On November 10, 1997, Adams’s supervisor completed an “Employer’s First Report of Injury or Occupational Disease” form and submitted it to the Alabama Department of Finance, Division of Risk Management.1 The First Report of Injury form stated that Adams’s heart attack was caused by an “[ojccupational disease as defined in Title 36-30-20, Code of Alabama.”

On November 26, 1997, the State Employee Injury Compensation Trust Fund (SEICTF) denied coverage to Adams, based on its determination that “the benefits under the Program are not applicable because [Adams was] diagnosed with a medical condition that is not work related.” On January 20, 1998, Adams appealed this denial to the SEICTF Review Board.

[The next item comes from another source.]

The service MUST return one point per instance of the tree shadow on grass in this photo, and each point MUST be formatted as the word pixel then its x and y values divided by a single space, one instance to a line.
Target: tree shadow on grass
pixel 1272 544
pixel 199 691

In April 1998, while his appeal was pending before the SEICTF Review Board, Adams filed a declaratory-judgment action in the Circuit Court of Montgomery County against the ABC Board, the State Personnel Board, and the State Department of Finance, seeking a judgment declaring that he was entitled to be compensated for an occupational disease that resulted in his temporary' inability to perform work-related duties and declaring which state agency was responsible for compensating him. In August 1998, the circuit court issued an order, which dismissed the ABC Board and the State Personnel Board, and stated, in part:

[1049]*1049“Adams contends that [§§ 36-30-20 through 23, Ala.Code 1975,] [entitle] him to compensation because he suffered from a compensable occupational disease as defined in § 36 — 30—20(4)[, Ala.Code 1975]. He appears to contend that [§§ 36-30-20 through -23] should be read in pari materia with [§§ 36-29A-1 through -8, Ala.Code 1975] and the [SEICTF] should award him compensation as directed by § 36-30-21; or he contends that the term ‘occupational disease’, as defined in § 36-30-20(4), should be added to or engrafted onto the definition of ‘occupational disease’ ... in Ala.Admin.Code 355-8-l-.05(a)(l) (1995); or he contends that some other agency should pay benefits.

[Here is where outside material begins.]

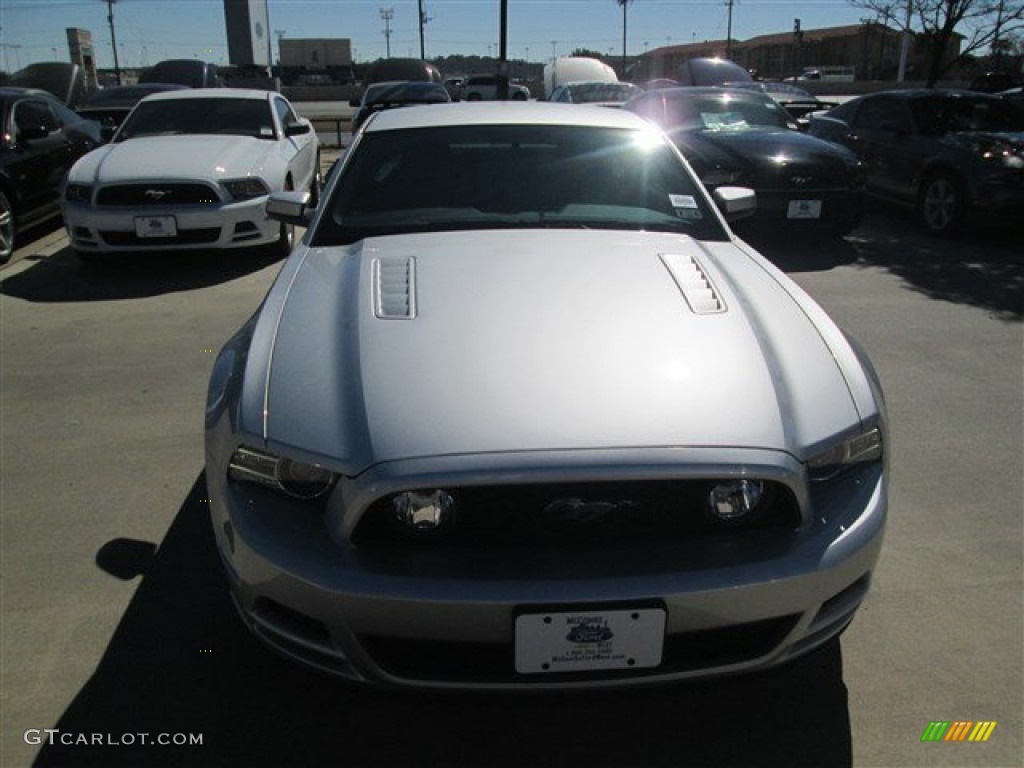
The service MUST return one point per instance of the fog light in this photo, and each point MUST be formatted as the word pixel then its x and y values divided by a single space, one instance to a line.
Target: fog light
pixel 734 500
pixel 423 511
pixel 303 480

“The court has considered §§ 36-30-1 through -23, and it appears that the Board of Adjustment is the awarding authority for death benefits and the State Employees Retirement Systems is the awarding authority for benefits due as a result of occupational disease. By definition, Adams qualifies for occupational disease benefits, § 36-30-20(3), provided he meets the requirements of §§ 36-30-22 and -23. Section 36-29A-5 provides that the benefits provided by §§ 36-30-20 to -23 are not affected by the State Employee Injury Compensation Program. Thus, the statutory provisions appear to have separate fields of operation. However, the State Employees Retirement System is not a party to this litigation; therefore, the court lacks jurisdiction to issue a declaration binding against it.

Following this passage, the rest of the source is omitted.